Third-party companies are currently testing out apps that would render Google Glass HIPAA compliant. One such company, Pristine, markets a stripped-down version of Glass with their proprietary software: EyeSight, designed for teleconferencing, and CheckLists, which allows physicians to customize specialty-specific task lists. Also, Droiders has created profession-specific apps for Glass, deemed “Glassware,” that can be adapted for medical use. Lastly, Augmedix uses Glass to transfer information to electronic health records.

Broadening the Scope of Use

Given the “limited platform” and poor camera definition of the current Glass model, Dr. Granada said he would like to see Google “separate the functions of the Glass according to the most promising applications…. For professional applications, I would put more emphasis on the resolution of the camera, the resolution of the audio, and actually simplify the [device]. I don't want to have web and a whole bunch of functions that are useful for kids but less useful for professional use.”

Dr. Assad likened Glass to a smartphone. “If you don't have the useful applications downloaded and installed, it's not that great of a thing,” he said, adding that the real utility comes when “you start downloading applications, which suit your daily life, entertainment, or learning.”

Going forward, he continued, the technology will evolve as the medical community tests out the device and brainstorms potential uses that can address current insufficiencies and “be used in the curriculum of tomorrow.” Additionally, development will depend on how quickly laws and regulations can be modified to incorporate new technologies into daily practice. “Once this happens,” he said, “the next big and most valuable step will be the incorporation of wearable technologies like this… with electronic medical records.”

Facial recognition technology has been steadily advancing, Dr.
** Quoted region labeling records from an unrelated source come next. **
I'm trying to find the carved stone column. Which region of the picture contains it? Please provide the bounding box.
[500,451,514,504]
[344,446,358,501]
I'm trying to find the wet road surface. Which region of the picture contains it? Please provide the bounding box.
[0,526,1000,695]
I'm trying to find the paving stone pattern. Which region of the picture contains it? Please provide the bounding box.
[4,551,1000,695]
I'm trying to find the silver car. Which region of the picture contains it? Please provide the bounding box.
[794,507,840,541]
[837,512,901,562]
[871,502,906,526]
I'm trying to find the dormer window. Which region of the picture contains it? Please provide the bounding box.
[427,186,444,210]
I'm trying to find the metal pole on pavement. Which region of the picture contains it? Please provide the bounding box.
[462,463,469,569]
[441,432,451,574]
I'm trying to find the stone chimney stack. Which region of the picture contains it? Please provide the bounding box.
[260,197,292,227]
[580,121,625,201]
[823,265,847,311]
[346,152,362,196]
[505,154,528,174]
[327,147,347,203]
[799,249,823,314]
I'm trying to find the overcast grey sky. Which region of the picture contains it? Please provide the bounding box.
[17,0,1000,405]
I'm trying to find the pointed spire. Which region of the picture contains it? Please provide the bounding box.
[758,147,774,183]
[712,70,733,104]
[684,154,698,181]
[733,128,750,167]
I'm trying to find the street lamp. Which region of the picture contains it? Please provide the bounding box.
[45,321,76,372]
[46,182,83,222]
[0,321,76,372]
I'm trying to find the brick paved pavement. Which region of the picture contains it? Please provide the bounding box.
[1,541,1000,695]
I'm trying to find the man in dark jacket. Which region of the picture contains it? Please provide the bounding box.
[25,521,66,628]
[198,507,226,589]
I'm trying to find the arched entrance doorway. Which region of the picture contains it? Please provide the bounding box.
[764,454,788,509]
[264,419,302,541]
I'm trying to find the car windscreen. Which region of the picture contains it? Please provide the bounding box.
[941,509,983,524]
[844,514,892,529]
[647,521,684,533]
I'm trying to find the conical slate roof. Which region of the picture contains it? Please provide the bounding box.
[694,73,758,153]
Assad commented, and there is potential for its use in conjunction with Google Glass. He envisaged: “Imagine a scenario where you walk in the clinic… and [Glass] automatically [pulls information on] the patient you're speaking with. You can see what was done last time and quickly get the information in front of you about what's going on, the reason why the patient is there, and if the patient already has some wearable technology of his own, which could be monitoring his heart rate, telemetry, EKG, or any other vital signs.”

There is the potential for resource augmentation and telementoring for clinics in Third World countries lacking specialists, Dr. Safirstein noted, adding that interventional cardiologists might also benefit from imaging-specific apps that would allow both old and new FFR and IVUS results to display in the operator’s field of vision and not on a separate screen.

Foreseeing Awkward Interactions

For now though, many of these predictions are just that, as Google Glass will have to overcome several practical issues before becoming mainstream. First, Dr. Granada said, the device requires a robust Wi-Fi connection in order to operate well, and the confines of a leaded cath lab restrict connectivity. Additionally, the proximity of Glass’ screen to the user’s eye can cause dizziness, he said, and “it takes you a few hours and a few uses to actually get used to it.”

Dr. Caplan also pointed to the longstanding issue of sufficient face-to-face interaction between doctor and patient. “We already had that problem… long before Google Glass,” he said. “A lot of patients complain that their doctor's head is in the computer.” A solution, he suggests, might be to emphasize a set amount of doctor-patient interaction at the beginning of each consultation before the physician utilizes any type of technology or wearable device.

“Now, having said that,” he continued, “the younger generation [of patients] won't care about it as much as we do…. The culture will shift. It won't seem as offensive to the next generation.”

  • Drs. Assad, Caplan, Granada, and Safirstein report no relevant conflicts of interest.